Childhood Epilepsy

The disease is quite prevalent in children, and as many as 30% of all epileptics fall into this category.

It needs urgent awareness that, usually, there is an excellent prognosis of epilepsy in children. Hence there should be no unnecessary panic when a child gets an attack although detailed investigations will be required in each and every case. One such case of an Indian female child, aged 7, was discussed by the author with Lord Walton. The child suddenly started getting twitchings on the left side of her face, starting from the angle of the mouth towards the left ear. To begin with, the twitchings were transitory, and she suffered an attack per day for the first two days. On the third day she had three attacks. On the fifth day, the attack lasted for about 2-3 minutes. This female child was labelled as a case of focal epilepsy. The parents of the child were very co-operative; they did not lose much time, and showed the case to the author, and the patient, after necessary investigations, was put on a suitable antiepileptic drug, which continued for about 3 years.

The clinical data, along with the relevant investigation reports were sent to London to the reputed neurologist, Lord Walton, and he, after going through the case, labelled it as a case of ‘benign focal epilepsy of childhood’. Later the case was taken up for personal discussion with Lord Walton during our meeting at General Medical Council, London. The overall opinion was that such cases have a very good prognosis, and if the full course of treatment is carried out uninterruptedly, it is very likely that the child may be free from attacks of epilepsy forever.

This patient had an uneventful course; the parents were highly convinced of the fact that their child would be free from trouble after three years of medication. That is exactly what happened, and now after a lapse of 6 years, the patient, taken off drugs, has had no attacks. Now this 16-year young girl is good in health, studies, as well as in sports. Epilepsie bei Kindern

It is, thus, clear that epilepsy is a curable disease, and the above case should serve to remove misconceptions about it. Therefore, one should not feel perturbed, irrespective of the age of the patient. Every patient is likely to recover, sooner or later. Some patients need drugs in high dosages for a longer period, i.e. beyond 3-5 years. This situation is dependent on the underlying pathology, threshold / resistance and severity of the disease.
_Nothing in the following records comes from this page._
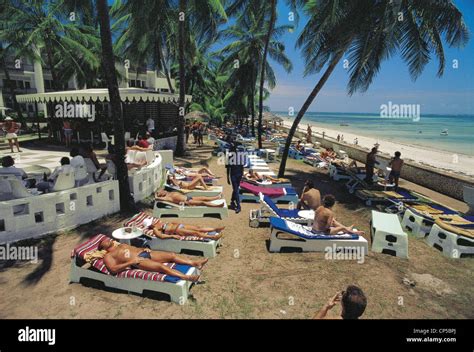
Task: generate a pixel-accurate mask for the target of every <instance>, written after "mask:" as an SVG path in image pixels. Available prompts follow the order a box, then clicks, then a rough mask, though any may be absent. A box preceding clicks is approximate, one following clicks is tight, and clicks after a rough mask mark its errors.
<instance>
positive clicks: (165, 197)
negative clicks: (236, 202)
mask: <svg viewBox="0 0 474 352" xmlns="http://www.w3.org/2000/svg"><path fill="white" fill-rule="evenodd" d="M221 196H222V195H218V196H215V197H190V196H185V195H184V194H181V193H179V192H168V191H164V190H163V191H158V192H156V194H155V199H156V200H158V201H160V200H161V201H164V202H170V203H174V204H178V205H179V204H184V205H188V206H205V207H212V208H223V207H224V202H222V203H219V204H215V203H212V201H214V200H218V199H222V197H221Z"/></svg>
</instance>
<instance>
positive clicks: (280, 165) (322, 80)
mask: <svg viewBox="0 0 474 352" xmlns="http://www.w3.org/2000/svg"><path fill="white" fill-rule="evenodd" d="M344 52H345V50H341V52H340V53H339V54H337V56H335V57H334V59H333V60H332V61H331V63H330V64H329V66H328V68H327V69H326V71H325V72H324V74H323V76H322V77H321V79H320V80H319V82H318V84H316V86H315V87H314V89H313V90H312V92H311V94H310V95H309V97H308V98H307V99H306V101H305V102H304V104H303V107H302V108H301V109H300V111H299V112H298V115H297V116H296V118H295V121H293V125H292V126H291V129H290V132H289V133H288V138H287V140H286V143H285V150H284V151H283V155H282V158H281V163H280V170H279V171H278V177H280V178H282V177H284V176H285V168H286V161H287V159H288V152H289V150H290V145H291V140H292V139H293V136H294V135H295V132H296V129H297V127H298V124H299V123H300V121H301V119H302V118H303V116H304V114H305V113H306V111H307V110H308V109H309V107H310V106H311V104H312V103H313V100H314V99H315V98H316V96H317V95H318V93H319V92H320V90H321V89H322V88H323V86H324V84H325V83H326V82H327V80H328V78H329V76H331V74H332V72H333V71H334V69H335V68H336V65H337V64H338V63H339V61H340V60H341V58H342V56H343V55H344Z"/></svg>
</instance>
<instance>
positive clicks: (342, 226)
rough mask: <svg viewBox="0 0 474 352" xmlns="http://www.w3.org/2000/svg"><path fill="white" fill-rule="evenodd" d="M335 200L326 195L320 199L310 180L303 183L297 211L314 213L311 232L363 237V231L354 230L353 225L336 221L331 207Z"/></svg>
mask: <svg viewBox="0 0 474 352" xmlns="http://www.w3.org/2000/svg"><path fill="white" fill-rule="evenodd" d="M335 204H336V198H335V197H334V196H333V195H332V194H327V195H325V196H324V197H323V198H322V199H321V193H320V192H319V190H318V189H316V188H315V187H314V183H313V181H311V180H307V181H306V182H305V186H304V188H303V191H302V193H301V196H300V199H299V201H298V204H297V208H298V209H307V210H313V211H314V221H313V227H312V231H313V232H315V233H324V234H328V235H337V234H338V233H340V232H343V233H350V234H356V235H363V234H364V232H363V231H359V230H356V229H355V228H354V225H351V226H345V225H343V224H342V223H340V222H339V221H337V220H336V217H335V214H334V211H333V207H334V205H335Z"/></svg>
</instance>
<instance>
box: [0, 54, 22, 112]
mask: <svg viewBox="0 0 474 352" xmlns="http://www.w3.org/2000/svg"><path fill="white" fill-rule="evenodd" d="M1 65H2V67H3V72H4V73H5V80H6V81H7V85H8V88H9V90H10V95H11V96H12V101H13V108H14V109H15V111H16V113H17V114H18V118H20V119H23V114H22V112H21V107H20V104H18V101H17V100H16V93H15V88H14V87H13V82H12V81H11V79H10V72H8V67H7V63H6V61H5V58H4V57H3V56H2V62H1Z"/></svg>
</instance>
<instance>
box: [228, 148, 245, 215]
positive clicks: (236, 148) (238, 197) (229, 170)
mask: <svg viewBox="0 0 474 352" xmlns="http://www.w3.org/2000/svg"><path fill="white" fill-rule="evenodd" d="M244 159H245V158H240V157H239V153H238V145H237V144H236V143H235V142H233V143H232V144H231V146H230V149H229V154H228V158H227V160H226V168H227V183H228V184H229V185H230V184H231V185H232V198H231V200H230V205H229V209H234V210H235V213H236V214H238V213H240V211H241V208H240V193H239V192H240V181H241V180H242V177H243V175H244V165H245V164H246V160H244Z"/></svg>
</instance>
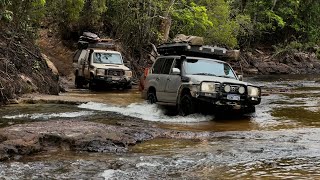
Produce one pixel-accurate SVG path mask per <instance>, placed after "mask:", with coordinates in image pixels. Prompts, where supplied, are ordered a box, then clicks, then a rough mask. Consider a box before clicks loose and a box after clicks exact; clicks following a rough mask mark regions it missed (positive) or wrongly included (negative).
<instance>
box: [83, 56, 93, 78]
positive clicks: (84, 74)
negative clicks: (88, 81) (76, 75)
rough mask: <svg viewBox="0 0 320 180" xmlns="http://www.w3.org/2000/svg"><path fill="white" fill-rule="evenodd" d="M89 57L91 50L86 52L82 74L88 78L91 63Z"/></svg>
mask: <svg viewBox="0 0 320 180" xmlns="http://www.w3.org/2000/svg"><path fill="white" fill-rule="evenodd" d="M91 57H92V52H88V53H87V54H86V57H85V61H84V65H83V76H84V77H85V79H90V64H91V62H90V61H92V60H91Z"/></svg>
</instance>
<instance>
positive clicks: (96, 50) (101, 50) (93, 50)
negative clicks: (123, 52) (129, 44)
mask: <svg viewBox="0 0 320 180" xmlns="http://www.w3.org/2000/svg"><path fill="white" fill-rule="evenodd" d="M93 52H99V53H113V54H121V53H120V52H119V51H112V50H104V49H93Z"/></svg>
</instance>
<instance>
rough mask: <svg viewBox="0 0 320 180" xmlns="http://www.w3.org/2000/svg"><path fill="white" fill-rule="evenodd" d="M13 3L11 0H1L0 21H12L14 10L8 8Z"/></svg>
mask: <svg viewBox="0 0 320 180" xmlns="http://www.w3.org/2000/svg"><path fill="white" fill-rule="evenodd" d="M10 5H11V1H10V0H0V21H4V22H10V21H12V15H13V13H12V11H9V10H8V9H7V8H8V6H10Z"/></svg>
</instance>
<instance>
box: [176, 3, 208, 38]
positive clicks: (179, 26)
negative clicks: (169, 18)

A word may also be said about epilepsy in newborns/ infants. In this case, the mother is the true eyewitness, and she should closely watch the child, especially when there is a history of epilepsy in the family. She should keep an acute eye on the movements of the newborn. There may be only unnoticeable signs like eye deviation, movements of swallowing, abnormal movements (smacking) of the lips, etc. There may be transitory generalized convulsions/jerky movement, as in myoclonic epilepsy. Being transitory, initially, these movements may be missed. However, whenever the mother notices any such abnormal movement(s)/convulsions in a child, a pediatrician/neurologist must be consulted for tests/therapy to especially save the brain from injury, and mental retardation at a later stage.

However, the parents should not become panicky at the start, as many of the transitory movements/disorders may look like symptoms of epilepsy, when the child, in fact, may be suffering from other disorders like breath-holding spells, or infantile syncopal (transient unconsciousness) attacks, as a result of a congenital heart disease. Hence the diagnosis of epilepsy in a newborn/ infant must be made keeping all such considerations in view.